A tear, at the corner of the na’kyrim’s grey eye. Kanin could see nothing else but that perfect bead of moisture, a gleam of torchlight reflected in its smooth surface. It ran free, and Kanin watched its descent, felt his own vast grief carried along with it and growing, bursting up, swelling to merge with the still greater sorrow that filled the hall like a turbid mist. He trembled, overcome by the sense that there was nothing in all the world save loss and impotence.
“Nothing is as I wanted it to be,” Aeglyss said thickly. “I never asked for all this death. Hers least of all. Don’t you understand? What has happened is… I didn’t choose this. Why can’t you see that? Give me your forgiveness, Thane. Give me her forgiveness.”
“Forgive?” Kanin murmured. His thoughts were softening, losing their shape.
“It was my weakness.” Aeglyss hung his head. “I could not sustain her love for me and still take hold of the Shadowhand. I would have done, if I could. Oh, nothing would have been sweeter. But I am too weak, too feeble; and I had to have the Shadowhand.” He looked suddenly at Shraeve, and then to Kanin, beseeching. “We had to have the Shadowhand, did we not? We needed him? I gave up so much-Wain, K’rina-but the sacrifice was necessary, wasn’t it?”
Kanin pitied the halfbreed in that moment, and could easily have reached out to him in comfort, offered the forgiveness and agreement that he craved. Yet nothing, no bewilderment of his mind, could wholly extinguish the murderous flame that persisted in the deepest, most fortified, refuge of his self. It flickered there still, and through all the fogs that beset him, its light remained a beacon he could follow.
“No path worth following is without sacrifice,” he heard Shraeve saying beside him.
“No,” whispered Aeglyss. “No. And she knew that. Wain knew that.” He looked up, and there was a new chill in the gaze he laid upon Kanin. “Others know it. Yet you do not, Thane. You are like ice, on which none of this can find purchase. There is something in you that resists me. Denies me.

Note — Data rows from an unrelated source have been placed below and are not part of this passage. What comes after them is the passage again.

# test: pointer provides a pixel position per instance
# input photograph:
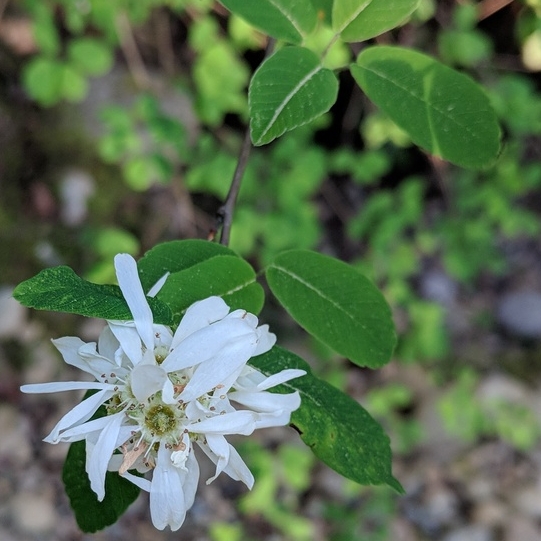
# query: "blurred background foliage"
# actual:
(120, 125)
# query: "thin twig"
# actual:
(486, 8)
(3, 6)
(131, 51)
(224, 216)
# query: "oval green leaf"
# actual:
(59, 289)
(226, 276)
(288, 20)
(91, 514)
(289, 89)
(359, 21)
(338, 430)
(175, 256)
(336, 304)
(443, 111)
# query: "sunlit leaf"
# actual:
(289, 89)
(359, 21)
(59, 289)
(226, 276)
(338, 430)
(336, 304)
(289, 20)
(442, 110)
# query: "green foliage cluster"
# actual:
(419, 100)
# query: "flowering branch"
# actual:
(224, 216)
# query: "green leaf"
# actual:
(282, 19)
(43, 80)
(443, 111)
(289, 89)
(90, 56)
(338, 430)
(92, 515)
(336, 304)
(74, 85)
(59, 289)
(175, 256)
(226, 276)
(359, 21)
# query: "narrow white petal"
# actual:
(191, 479)
(265, 340)
(237, 468)
(266, 402)
(228, 361)
(275, 418)
(207, 342)
(155, 289)
(146, 380)
(130, 285)
(59, 386)
(98, 458)
(281, 377)
(220, 448)
(167, 506)
(199, 315)
(141, 482)
(107, 344)
(79, 414)
(129, 340)
(237, 422)
(82, 431)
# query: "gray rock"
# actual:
(470, 533)
(520, 313)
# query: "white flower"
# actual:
(166, 392)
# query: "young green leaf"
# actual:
(175, 256)
(336, 304)
(59, 289)
(289, 20)
(227, 276)
(443, 111)
(359, 21)
(90, 56)
(337, 429)
(91, 514)
(289, 89)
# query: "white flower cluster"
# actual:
(165, 393)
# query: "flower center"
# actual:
(160, 419)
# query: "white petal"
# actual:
(265, 340)
(79, 414)
(98, 457)
(266, 402)
(167, 506)
(141, 482)
(220, 448)
(146, 380)
(130, 285)
(207, 342)
(236, 468)
(237, 422)
(129, 340)
(228, 361)
(281, 377)
(59, 386)
(199, 315)
(107, 344)
(155, 289)
(84, 356)
(82, 431)
(191, 479)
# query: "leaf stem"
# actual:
(224, 216)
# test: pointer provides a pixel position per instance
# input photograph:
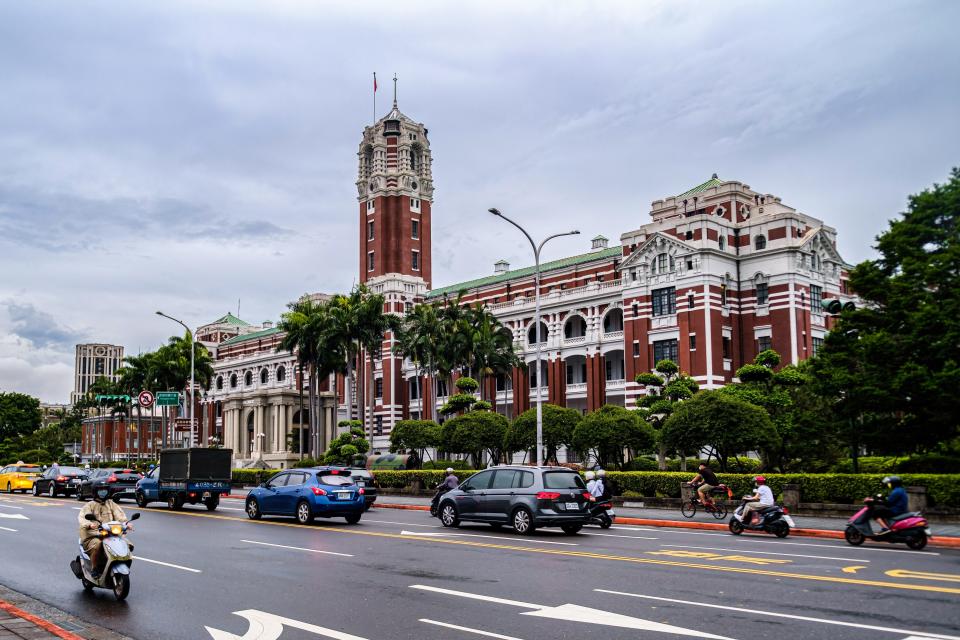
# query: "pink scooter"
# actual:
(910, 528)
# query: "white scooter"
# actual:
(116, 571)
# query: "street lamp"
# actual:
(192, 349)
(536, 317)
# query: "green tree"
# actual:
(720, 422)
(610, 432)
(558, 426)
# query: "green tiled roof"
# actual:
(714, 181)
(563, 263)
(263, 333)
(231, 319)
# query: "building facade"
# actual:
(94, 361)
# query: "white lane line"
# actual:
(613, 535)
(487, 634)
(765, 553)
(475, 535)
(168, 564)
(283, 546)
(922, 634)
(803, 544)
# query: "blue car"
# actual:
(322, 492)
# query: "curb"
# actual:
(947, 543)
(40, 622)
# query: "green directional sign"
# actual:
(168, 398)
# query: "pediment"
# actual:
(653, 246)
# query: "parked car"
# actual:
(325, 492)
(63, 481)
(19, 477)
(525, 498)
(364, 478)
(122, 483)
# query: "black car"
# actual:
(57, 481)
(523, 497)
(364, 479)
(122, 483)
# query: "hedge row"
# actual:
(942, 490)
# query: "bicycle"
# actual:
(716, 508)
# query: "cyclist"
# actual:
(705, 481)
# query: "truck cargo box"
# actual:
(198, 463)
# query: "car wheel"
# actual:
(448, 515)
(304, 512)
(523, 521)
(853, 536)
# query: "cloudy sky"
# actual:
(184, 155)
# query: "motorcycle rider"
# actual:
(894, 505)
(449, 483)
(762, 498)
(104, 510)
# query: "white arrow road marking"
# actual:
(576, 613)
(266, 626)
(920, 634)
(283, 546)
(488, 634)
(167, 564)
(422, 534)
(765, 553)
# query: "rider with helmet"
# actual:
(761, 499)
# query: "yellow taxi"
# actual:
(19, 477)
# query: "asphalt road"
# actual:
(398, 574)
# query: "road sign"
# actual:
(168, 398)
(145, 399)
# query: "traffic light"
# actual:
(833, 306)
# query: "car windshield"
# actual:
(562, 480)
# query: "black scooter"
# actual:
(772, 519)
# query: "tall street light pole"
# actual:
(536, 317)
(192, 350)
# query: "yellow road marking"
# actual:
(923, 575)
(679, 553)
(581, 554)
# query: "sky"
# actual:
(193, 156)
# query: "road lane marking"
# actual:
(922, 575)
(580, 554)
(613, 535)
(766, 553)
(922, 634)
(168, 564)
(488, 634)
(283, 546)
(478, 535)
(267, 626)
(576, 613)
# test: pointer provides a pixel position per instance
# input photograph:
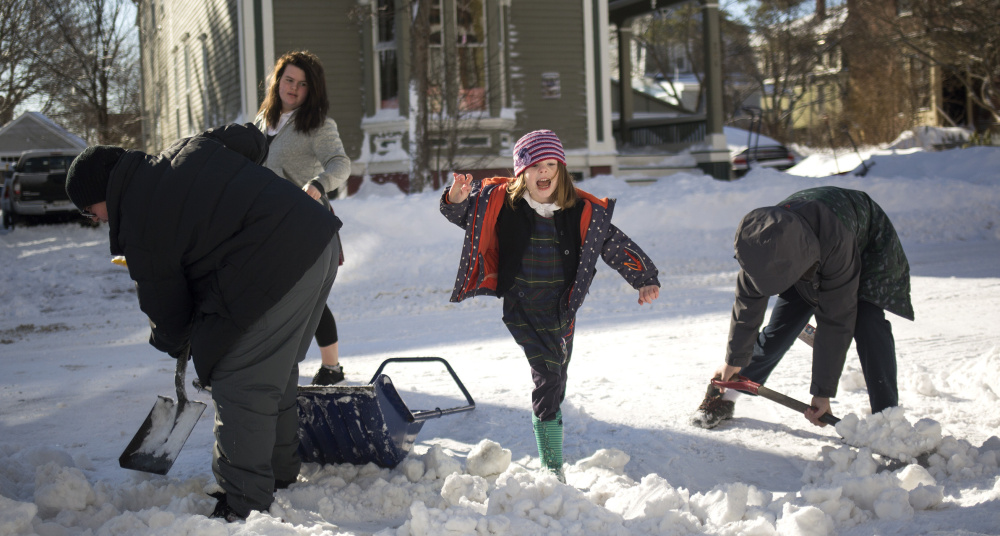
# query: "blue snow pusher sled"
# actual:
(364, 423)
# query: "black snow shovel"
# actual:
(165, 430)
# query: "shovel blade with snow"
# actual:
(742, 383)
(156, 444)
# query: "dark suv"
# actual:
(770, 156)
(37, 188)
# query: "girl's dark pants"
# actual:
(872, 336)
(528, 329)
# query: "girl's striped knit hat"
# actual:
(536, 146)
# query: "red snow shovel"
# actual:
(745, 384)
(165, 430)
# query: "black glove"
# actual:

“Why is it that you cannot share in this understanding? The Battle sees the shape of things, the Lore, and the White Owls. The Bloods fall in at my side, for they understand what it is I offer, what I can give to those who walk with me. All I ask for is loyalty. Trust. If those things had been there from the start-if you had offered them to me, Thane-none of this need have happened. Yet here we are. By choice or not, wondrous events begin to unfold, and I allow even those who have betrayed me to share in them. Why can you not be a part of this?”